As told before, data science is all about converting raw data into information and getting insights and understandings about the data. While data science does this job, it depends on other traits such as machine learning, artificial intelligence, statistics, deep learning and also few others. In fact, data science itself is a collaboration of various categories of technologies (Figure 2).
Figure 2: Various categories of technologies.
80% of the data science jobs are all about data preparation. This data preparation is about making models with data which would predict a precise outcome of information. The model we refer to is a large table of organized data from which data insights can be taken. Machine Learning comes into place while creating the models for data science projects. Auto ML software such as DataRobot and H2O automate the repetitive work of creating models. We have to feed data for the software while it grinds through iteration of features, models and parameters. But still it is deficit when it comes to expert prediction and domain expertise, while it can replace the brute and repetitive work. And also the trick in using this Auto ML software is feeding in the right data which is entirely up to the human intelligence. Though Auto ML cannot replace human intelligence, it can replace a large amount of brute force done by data scientists. So the number of data scientists required for a specific project will absolutely drop, if we consider in a practical sense. And also the after work of a data scientist after data preparation also requires skilled data scientists .

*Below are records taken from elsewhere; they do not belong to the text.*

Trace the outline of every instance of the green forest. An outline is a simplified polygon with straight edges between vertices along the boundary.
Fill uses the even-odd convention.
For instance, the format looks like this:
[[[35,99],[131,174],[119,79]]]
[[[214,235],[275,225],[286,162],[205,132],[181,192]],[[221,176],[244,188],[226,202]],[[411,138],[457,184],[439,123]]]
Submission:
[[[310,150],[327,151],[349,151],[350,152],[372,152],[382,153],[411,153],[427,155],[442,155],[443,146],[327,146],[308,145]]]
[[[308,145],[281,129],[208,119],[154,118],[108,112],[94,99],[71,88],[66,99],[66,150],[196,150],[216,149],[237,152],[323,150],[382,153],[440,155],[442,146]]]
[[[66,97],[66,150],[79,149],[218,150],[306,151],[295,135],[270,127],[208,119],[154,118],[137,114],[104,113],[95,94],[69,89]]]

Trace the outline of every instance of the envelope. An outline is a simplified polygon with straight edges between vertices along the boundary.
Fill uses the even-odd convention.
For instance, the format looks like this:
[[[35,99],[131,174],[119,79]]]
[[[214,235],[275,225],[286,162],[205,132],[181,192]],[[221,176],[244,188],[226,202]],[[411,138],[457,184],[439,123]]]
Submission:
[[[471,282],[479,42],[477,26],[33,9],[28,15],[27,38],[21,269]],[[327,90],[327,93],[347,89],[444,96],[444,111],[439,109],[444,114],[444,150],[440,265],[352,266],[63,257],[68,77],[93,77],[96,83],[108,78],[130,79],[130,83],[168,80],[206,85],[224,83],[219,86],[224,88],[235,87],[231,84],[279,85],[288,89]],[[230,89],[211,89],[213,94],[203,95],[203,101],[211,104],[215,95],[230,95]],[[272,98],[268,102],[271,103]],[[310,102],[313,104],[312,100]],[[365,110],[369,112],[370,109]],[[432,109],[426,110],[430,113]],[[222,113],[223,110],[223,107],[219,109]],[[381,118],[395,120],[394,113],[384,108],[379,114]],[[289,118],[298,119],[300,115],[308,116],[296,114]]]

Yes it will, for data scientists who don’t adapt to Auto ML software like Data Robot, and also for data scientists who have expertise in the repetitive work. On the other hand, Auto ML is a boon for those who get adapted to this software and a great future lies ahead of them. For aspiring data scientists and ML engineers, embracing changes and flexibility would land them in a good job.
To put it blindly, we can never say that until the time comes. The computer language, ‘Java’ is said to be replaced for a long time. But it is still used vastly. Unlike Java, data science is a still vast field and the probability of getting it replaced is less probable.
Citation: Samyukta B, Sreekumar A, Varshan SRH, Navaneeth P, Vaishnavi (2021) Possibilities of Auto ML in Microsoft Replacing the Jobs of Data Scientists. J Inform Tech Softw Eng.S3:001.
Received: 02-Feb-2021 Accepted: 16-Feb-2021 Published: 23-Feb-2021 , DOI: 10.35248/2165-7866.21.s3.001
Copyright: © 2021 Samyukta B, et al. This is an open-access article distributed under the terms of the Creative Commons Attribution License, which permits unrestricted use, distribution, and reproduction in any medium, provided the original author and source are credited.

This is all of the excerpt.